Judge Peter Cahill last week ordered consecutive prison terms totaling 30 years for Cody Amaral for crimes including stealing a new car and burglarizing a sailor’s vacation rental, The Maui News reported.
“I made a serious, truly terrible error in judgment by sentencing you to probation the last time you were here,” Cahill told him.
In 2015, Cahill sentenced Amaral to probation for thefts. Amaral didn’t enter a drug court program as he agreed to do and didn’t help recover nearly $40,000 in historic military memorabilia he stole from his uncle, Cahill said.
Instead, Amaral committed new crimes and pleaded guilty to charges including thefts, burglary and promoting a dangerous drug.
Amaral stole a 2017 Subaru Impreza valued at more than $41,000 from a car dealership, Cahill said.
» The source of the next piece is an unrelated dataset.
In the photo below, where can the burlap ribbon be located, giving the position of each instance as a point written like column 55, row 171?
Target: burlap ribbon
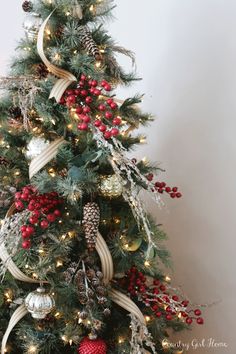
column 66, row 78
Amaral’s other crimes included breaking down the door to Hot Spot Video to steal darts and burglarizing the vacation rental of a member of the U.S. Navy sailor who was headed to deployment in the Middle East.
“I made a lot of mistakes in my life, but not taking your words seriously is one of my biggest regrets,” he told the judge.
The more recent crimes happened less than a year after Amaral had been placed on probation, Deputy Prosecutor Emlyn Higa said.
“We have tried probation time and time again, and each time he has committed more crimes,” Higa said. “There is no other way to protect the community from further crimes of this defendant except to restrain him, to have him incarcerated.”
A sentence of more than 10 years is too harsh, said defense attorney Gina Gormley.
“He had every intent of succeeding on probation, but he failed and he failed miserably,” she said.
Amaral is addicted to oxycodone, she said.
Cahill read a letter submitted for Amaral’s 2015 sentencing by an aunt he victimized.
The letter said Amaral can’t be trusted.
“I strongly believe our community will be at risk should he be let off for these offenses,” the aunt’s letter said.
Cahill said the aunt was right “and I was wrong.”